MSC scaffolds (n = 3) were harvested and fixed in 1% paraformaldehyde fix solution after 14 days of culture. After dehydrating of the samples and embedding them in paraffin, 5 µm pieces were obtained using microtome and stained with both Red Sirius (RS) and hematoxylin/eosin/safran (HES) for histological evaluation. The Mouse and Rabbit Specific HRP/DAB (ABC) Detection IHC Kit (Abcam, ab64264) were used to evaluate the expression of Col I, Col III and TNC by immunohistochemistry. To do so, we firstly deparaffinized and rehydrated the samples, pepsin was added for antigen retrieval for 30 min and slides were then washed with PBS twice. Endogenous peroxidase was blocked by immersing the samples into hydrogen peroxide for 10 min. Samples were washed twice with PBS and a nonspecific background was blocked before the incubation with the first antibody using protein block solution. Samples were then incubated for 1 h with monoclonal antibodies specific to TNC (ab6393, Abcam), Col I (ab88147, Abcam) and Col III (C7805, Sigma) according to the manufacturer’s protocol, and then washed three times in PBS. The resulting samples were incubated for 10 min at room temperature with biotinylated goat antipolyvalent before being washed twice with PBS. The same operation was performed with streptavidin peroxidase for 10 min. Samples were finally washed four times with PBS, and a solution of DAB diluted at 1/50 was used as a chromogenic agent. Hematoxylin was used as the counterstain.

2.4. Statistical Analysis

All the data were considered in terms of mean ± standard deviation (SD) and a one-way ANOVA analyses were performed to assess the statistical analysis by using GraphPad Prism 6. Value of p < 0.05 was defined as statistical significance.

3. Results

3.1. Physical Properties of Silk-Based Braided Scaffolds

3.1.1. Morphological Characterization of Scaffolds by SEM

From SEM observations, the different scaffold configurations presented a braided porous structure, with both the silk fibers and silk yarns clearly distinguishable.
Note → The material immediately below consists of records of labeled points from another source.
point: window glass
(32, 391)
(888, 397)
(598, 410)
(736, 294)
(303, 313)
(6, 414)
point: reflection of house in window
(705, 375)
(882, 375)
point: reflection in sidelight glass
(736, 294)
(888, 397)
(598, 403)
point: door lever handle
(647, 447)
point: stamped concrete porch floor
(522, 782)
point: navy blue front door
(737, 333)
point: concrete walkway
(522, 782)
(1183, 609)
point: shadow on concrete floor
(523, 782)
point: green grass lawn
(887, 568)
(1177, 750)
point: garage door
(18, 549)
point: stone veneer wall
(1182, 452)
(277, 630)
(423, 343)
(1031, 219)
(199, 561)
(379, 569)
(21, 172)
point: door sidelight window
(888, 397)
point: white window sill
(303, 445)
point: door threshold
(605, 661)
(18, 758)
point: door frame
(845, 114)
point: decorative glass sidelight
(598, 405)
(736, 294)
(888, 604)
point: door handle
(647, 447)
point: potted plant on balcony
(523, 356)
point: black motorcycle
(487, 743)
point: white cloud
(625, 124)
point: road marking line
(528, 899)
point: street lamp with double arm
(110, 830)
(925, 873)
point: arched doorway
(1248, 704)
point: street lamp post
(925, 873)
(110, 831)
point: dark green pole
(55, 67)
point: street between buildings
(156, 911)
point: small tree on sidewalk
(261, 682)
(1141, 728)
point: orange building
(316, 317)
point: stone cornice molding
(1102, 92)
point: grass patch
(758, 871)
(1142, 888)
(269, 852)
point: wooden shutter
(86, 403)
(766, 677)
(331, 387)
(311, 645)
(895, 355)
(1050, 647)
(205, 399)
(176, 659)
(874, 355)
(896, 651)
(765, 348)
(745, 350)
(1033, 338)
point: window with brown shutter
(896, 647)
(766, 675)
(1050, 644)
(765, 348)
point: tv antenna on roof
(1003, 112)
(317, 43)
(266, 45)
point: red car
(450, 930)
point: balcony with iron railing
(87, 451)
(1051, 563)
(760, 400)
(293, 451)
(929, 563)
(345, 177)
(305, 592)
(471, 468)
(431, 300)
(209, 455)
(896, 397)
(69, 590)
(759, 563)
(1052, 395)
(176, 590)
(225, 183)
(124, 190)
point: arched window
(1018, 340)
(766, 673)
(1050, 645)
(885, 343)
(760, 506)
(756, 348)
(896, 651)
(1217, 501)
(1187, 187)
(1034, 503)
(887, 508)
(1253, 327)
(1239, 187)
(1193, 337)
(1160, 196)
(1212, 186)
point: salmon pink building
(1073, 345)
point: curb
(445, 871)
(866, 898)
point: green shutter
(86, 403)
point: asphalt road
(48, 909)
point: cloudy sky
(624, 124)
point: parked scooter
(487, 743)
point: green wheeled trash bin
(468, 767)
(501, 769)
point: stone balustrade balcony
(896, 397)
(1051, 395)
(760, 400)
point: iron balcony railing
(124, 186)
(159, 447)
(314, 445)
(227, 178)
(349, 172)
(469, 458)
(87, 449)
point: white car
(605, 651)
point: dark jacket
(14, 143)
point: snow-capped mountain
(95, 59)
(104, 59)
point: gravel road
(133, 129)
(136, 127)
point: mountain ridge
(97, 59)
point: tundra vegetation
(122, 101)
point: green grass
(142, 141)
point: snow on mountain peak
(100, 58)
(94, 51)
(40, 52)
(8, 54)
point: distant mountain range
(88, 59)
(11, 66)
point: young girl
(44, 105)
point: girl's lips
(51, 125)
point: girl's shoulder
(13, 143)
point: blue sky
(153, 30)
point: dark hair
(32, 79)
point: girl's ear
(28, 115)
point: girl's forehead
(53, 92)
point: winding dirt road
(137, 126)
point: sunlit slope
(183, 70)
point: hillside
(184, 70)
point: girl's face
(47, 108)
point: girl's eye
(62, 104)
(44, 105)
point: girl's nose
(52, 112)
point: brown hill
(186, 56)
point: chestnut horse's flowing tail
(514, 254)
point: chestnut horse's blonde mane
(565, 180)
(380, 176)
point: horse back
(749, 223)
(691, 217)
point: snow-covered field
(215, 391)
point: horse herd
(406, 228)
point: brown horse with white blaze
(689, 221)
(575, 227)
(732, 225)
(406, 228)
A higher external diameter together with a denser structure was observed for increasing the numbers of layers. The measured diameter of silk yarn was about 281 ± 43 µm, while PLCL fibers were extruded with a 170 µm diameter. In the novel silk/PLCL composite scaffold, the PLCL fibers were clearly observed and distinguished from the silk yarns and fibers, and were clearly located in the middle of two silk layers.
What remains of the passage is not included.